[PEAK] Adding early ambiguity warnings to PEAK-Rules?

Wed Aug 18 12:38:53 EDT 2010

This morning I woke up with an idea: what if PEAK-Rules could warn 
you about ambiguities as soon as you defined a method that made it possible?

For example, if you define something like:

   when(f, (A, B))(...)
   when(f, (B, A))(...)

where B is a subclass of A, it's possible to statically know that the 
(B, B) case will be ambiguous.

I've given it some thought, and there's actually a pretty 
straightforward approach you can use to determine whether a new 
method could have ambiguities with respect to the already-defined 
methods, and even to show exactly what circumstances would have to 
arise to make it ambiguous.

Had this been in PEAK-Rules from the beginning, my guess is that the 
original TurboJSON ambiguity issues would never have arisen in the first place.

Now, there are two fairly big downsides to this idea (and a few 
smaller ones as well).

First, it's slow, or at least potentially slow, because it requires 
performing an intersection between new cases and all previous cases 
-- an O(N) cost for each added case, or O(N**2) overall.  If you 
define 100 methods (or more precisely, methods covering 100 
alternative situations), the system will do 5000 intersections in the 
first pass of the checking algorithm, accumulated over the definition 
of the methods -- an average cost of 50 intersections per method.

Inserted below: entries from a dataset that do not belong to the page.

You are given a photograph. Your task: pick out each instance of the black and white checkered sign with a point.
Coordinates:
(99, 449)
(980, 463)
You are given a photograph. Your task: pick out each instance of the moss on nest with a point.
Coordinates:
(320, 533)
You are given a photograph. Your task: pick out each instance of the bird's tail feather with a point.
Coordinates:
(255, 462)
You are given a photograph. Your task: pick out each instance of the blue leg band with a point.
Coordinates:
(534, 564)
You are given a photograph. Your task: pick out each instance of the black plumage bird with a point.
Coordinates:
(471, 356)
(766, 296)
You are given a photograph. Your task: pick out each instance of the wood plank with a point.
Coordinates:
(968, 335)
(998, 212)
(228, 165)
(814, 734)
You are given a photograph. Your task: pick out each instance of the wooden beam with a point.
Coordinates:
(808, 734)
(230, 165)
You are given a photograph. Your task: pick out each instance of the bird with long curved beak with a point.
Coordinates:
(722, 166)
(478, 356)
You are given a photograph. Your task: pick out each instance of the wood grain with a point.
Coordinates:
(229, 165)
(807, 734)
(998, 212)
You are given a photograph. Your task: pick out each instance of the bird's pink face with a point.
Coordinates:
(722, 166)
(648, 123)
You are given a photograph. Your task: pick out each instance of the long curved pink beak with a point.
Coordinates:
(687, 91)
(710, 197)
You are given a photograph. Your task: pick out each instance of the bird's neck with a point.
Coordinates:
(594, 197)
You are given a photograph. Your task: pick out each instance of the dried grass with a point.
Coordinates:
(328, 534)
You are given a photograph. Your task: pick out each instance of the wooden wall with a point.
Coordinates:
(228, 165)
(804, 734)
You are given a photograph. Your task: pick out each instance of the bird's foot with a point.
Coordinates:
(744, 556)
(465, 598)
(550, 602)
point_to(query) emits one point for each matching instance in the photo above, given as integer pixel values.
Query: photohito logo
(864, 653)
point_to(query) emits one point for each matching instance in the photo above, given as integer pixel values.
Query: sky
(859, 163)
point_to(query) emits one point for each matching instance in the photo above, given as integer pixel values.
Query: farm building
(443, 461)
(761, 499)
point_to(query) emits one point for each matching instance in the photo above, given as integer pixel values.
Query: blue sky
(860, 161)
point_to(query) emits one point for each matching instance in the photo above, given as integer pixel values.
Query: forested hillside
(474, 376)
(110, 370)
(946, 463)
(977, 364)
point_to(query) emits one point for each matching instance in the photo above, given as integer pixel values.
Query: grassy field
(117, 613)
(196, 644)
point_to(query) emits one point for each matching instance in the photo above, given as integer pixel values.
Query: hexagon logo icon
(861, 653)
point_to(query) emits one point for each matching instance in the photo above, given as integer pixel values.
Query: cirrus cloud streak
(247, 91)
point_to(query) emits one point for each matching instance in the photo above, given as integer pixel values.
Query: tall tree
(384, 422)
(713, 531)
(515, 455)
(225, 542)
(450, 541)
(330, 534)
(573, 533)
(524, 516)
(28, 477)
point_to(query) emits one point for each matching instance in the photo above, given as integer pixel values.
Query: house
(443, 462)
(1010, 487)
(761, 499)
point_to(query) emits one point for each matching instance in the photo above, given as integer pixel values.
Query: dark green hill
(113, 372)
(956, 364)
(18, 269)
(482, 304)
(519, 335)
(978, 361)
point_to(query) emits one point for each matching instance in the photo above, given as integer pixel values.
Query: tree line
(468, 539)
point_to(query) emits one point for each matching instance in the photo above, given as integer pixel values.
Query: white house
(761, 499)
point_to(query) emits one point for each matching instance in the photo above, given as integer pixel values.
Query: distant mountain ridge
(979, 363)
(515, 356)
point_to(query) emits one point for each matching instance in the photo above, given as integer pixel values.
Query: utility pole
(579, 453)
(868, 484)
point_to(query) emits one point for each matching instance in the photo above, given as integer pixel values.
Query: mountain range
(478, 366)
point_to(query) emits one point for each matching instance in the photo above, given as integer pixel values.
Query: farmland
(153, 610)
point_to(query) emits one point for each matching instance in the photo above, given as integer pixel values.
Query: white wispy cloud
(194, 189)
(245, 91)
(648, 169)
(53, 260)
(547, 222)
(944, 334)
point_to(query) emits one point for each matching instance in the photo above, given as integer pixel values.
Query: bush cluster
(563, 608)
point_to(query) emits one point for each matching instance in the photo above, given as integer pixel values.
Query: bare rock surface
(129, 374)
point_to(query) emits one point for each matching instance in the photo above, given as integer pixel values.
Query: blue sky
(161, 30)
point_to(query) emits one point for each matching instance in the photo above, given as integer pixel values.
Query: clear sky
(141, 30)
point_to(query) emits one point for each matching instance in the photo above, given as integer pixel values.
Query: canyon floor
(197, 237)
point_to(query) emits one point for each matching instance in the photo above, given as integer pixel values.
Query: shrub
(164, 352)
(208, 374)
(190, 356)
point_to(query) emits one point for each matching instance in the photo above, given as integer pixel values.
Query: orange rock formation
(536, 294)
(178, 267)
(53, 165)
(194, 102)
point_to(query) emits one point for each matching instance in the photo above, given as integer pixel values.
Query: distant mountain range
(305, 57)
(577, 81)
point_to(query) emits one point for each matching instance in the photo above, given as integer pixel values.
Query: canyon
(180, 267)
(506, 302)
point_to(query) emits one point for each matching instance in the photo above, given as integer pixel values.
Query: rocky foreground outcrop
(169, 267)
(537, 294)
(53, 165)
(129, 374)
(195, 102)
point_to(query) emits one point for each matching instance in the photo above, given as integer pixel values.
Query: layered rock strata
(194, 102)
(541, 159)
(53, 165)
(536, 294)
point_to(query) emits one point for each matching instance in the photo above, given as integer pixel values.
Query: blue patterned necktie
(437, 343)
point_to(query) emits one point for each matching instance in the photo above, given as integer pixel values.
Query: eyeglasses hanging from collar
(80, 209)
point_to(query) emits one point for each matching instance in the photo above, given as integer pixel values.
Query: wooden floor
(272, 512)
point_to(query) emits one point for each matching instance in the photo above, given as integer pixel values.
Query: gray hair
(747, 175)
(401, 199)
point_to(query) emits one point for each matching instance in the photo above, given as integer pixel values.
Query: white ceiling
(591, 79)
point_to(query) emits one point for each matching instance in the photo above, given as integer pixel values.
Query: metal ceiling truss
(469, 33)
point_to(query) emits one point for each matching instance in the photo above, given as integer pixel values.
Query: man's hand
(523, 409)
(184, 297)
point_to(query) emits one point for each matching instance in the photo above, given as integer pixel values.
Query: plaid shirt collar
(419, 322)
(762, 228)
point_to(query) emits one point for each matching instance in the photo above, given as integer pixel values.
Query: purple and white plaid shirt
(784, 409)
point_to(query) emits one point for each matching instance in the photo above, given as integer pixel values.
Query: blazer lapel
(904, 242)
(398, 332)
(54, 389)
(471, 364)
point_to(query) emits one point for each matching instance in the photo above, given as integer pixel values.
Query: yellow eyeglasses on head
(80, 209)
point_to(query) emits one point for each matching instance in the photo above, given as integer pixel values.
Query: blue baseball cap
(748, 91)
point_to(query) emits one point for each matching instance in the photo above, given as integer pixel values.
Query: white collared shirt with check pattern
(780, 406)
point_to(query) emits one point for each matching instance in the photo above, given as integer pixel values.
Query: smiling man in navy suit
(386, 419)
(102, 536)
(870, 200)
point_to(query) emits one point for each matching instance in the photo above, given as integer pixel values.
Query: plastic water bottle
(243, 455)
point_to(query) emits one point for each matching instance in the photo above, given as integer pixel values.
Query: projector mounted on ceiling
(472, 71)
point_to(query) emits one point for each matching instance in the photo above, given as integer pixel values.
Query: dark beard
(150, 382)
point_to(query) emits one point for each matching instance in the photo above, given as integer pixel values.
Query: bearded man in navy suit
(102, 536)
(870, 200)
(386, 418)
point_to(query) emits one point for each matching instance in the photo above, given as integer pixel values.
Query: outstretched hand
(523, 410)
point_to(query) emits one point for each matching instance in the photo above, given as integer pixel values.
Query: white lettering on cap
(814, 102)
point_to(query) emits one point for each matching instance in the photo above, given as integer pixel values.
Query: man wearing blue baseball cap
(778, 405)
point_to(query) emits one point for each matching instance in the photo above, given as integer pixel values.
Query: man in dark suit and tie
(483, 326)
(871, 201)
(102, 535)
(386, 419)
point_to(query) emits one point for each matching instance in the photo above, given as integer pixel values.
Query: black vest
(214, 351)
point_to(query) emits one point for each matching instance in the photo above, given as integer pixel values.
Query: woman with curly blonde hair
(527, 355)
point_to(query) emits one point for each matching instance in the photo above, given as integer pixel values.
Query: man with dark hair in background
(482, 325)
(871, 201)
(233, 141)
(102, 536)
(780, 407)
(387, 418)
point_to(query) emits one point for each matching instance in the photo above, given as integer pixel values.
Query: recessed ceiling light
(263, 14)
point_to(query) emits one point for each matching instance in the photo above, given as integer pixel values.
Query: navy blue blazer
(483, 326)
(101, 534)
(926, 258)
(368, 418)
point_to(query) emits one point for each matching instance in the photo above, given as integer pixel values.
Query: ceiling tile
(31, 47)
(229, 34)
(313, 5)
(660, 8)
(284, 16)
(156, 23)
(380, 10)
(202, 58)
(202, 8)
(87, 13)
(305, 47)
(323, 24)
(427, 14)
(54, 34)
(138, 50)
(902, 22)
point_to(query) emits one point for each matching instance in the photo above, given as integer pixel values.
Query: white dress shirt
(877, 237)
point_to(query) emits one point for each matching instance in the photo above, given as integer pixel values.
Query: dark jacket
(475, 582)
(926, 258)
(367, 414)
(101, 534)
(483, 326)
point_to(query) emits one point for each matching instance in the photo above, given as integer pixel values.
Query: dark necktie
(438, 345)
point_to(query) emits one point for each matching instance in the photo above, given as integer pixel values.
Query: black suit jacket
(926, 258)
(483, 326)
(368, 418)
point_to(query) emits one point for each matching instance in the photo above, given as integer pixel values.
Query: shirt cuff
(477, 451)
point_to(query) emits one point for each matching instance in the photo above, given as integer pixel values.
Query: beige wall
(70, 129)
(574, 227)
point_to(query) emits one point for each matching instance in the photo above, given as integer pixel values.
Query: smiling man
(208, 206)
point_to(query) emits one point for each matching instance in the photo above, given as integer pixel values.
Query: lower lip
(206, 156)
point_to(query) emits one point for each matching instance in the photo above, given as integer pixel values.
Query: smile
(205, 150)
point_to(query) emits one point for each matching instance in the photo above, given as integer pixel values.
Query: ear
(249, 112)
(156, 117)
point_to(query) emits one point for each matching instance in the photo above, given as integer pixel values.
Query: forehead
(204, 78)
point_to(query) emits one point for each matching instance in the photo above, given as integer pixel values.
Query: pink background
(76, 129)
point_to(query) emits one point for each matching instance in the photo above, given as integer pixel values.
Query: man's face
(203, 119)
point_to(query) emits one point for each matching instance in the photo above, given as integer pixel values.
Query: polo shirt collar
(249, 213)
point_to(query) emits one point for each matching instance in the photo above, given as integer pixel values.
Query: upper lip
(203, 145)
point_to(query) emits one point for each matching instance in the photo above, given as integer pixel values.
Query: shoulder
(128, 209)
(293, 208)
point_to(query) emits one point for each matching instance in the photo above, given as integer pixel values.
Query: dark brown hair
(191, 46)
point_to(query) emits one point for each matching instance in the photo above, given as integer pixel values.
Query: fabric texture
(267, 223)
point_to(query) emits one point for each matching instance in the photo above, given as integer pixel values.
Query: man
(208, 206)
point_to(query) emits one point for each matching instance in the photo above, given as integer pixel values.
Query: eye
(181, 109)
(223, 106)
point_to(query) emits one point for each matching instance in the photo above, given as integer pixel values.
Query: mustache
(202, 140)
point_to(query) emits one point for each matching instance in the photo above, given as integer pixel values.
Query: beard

Second, it can produce false positives or negatives, due to multiple 
inheritance.  Let's look at this case again:

   when(f, (A, B))(...)
   when(f, (B, A))(...)

If A and B are unrelated classes, this pair is still ambiguous if you 
later define class C(A, B), and then call the function with (C,C)!

The algorithm I have in mind will actually predict this as an 
ambiguity, unless it can be told that there's no way for A and B to 
be merged in a subclass.  For incompatible base types and 
non-subclassables, this can be detected automatically, but that still 
leaves a wide assortment of potential false positives.  (Or false 
negatives, if the the algorithm doesn't check for multiple inheritance.)

Now, if you knew that all relevant classes were already defined in 
the program, and at least one of the two classes was new-style you 
could just check for the existence of a multiply-inheriting class, 
and warn about that.  The catch is, there's no way for PEAK-Rules to 
tell whether you have defined "all relevant classes" yet, unless the 
checking is done explicitly at a user-specified point in time, rather 
than incrementally as the rules are defined.

However, I'd prefer to avoid having to do such checks explicitly, 
because how would anyone ever realize they need to do them in the 
first place?  Documentation would help, of course, and certainly 
one's test suite would be an appropriate place to put such a 
verification.  But I'd really like it to be more discoverable, e.g. 
by having a warning show up in the doctests of a tutorial.

Perhaps a two-pronged approach would be useful.  There are many 
ambiguity conditions that can be warned about without any multiple 
inheritance checking, so there could be a simple check that doesn't 
bother warning you of such problems, and then a deep verifier that 
checks all currently-defined (new-style) classes.  There could even 
be an option to automatically check all defined generic functions, 
for use in test suites.

There is one other downside to immediate ambiguity checks, though, 
and that's rule ordering.  If our main example is checked 
immediately, then you can't write your rules like this:

   when(f, (A, B))(...)
   when(f, (B, A))(...)
   when(f, (B, B))(...)

Because you'll get a warning on the second rule.  Instead, you'll 
have to do this:

   when(f, (B, B))(...)
   when(f, (A, B))(...)
   when(f, (B, A))(...)

Which seems a bit unfortunate, as it's basically forcing you to put 
the special case before the general cases!  (Which is bad for both 
the reader and writer of the code.)

On the other hand, if we wait until the function is first called 
before issuing warnings, then 1) the first call will be very slow, 
and 2) it'll probably spit out a lot of warnings.

So...  on balance, I have no idea what to do here.  ;-)  It seems as 
though an explicit full analyzer should definitely exist, but that it 
wouldn't bring as much benefit as something with faster 
feedback.  However, ambiguity checking is inherently an O(N**2) 
operation, which seems to limit its applicability in large enough programs.

Any thoughts?

(Oh, and one other idea I had was that ambiguous method error 
messages could be radically improved by better formatting of the 
ambiguous signatures, and also outputting what special case needs 
covering, by intersecting the signatures and pretty-printing 
that.  It wouldn't help discoverability, but it would probably help 
people see how to fix their rules!  Maybe I should fix that first 
before worrying about verifiers or early warnings...  ;-) )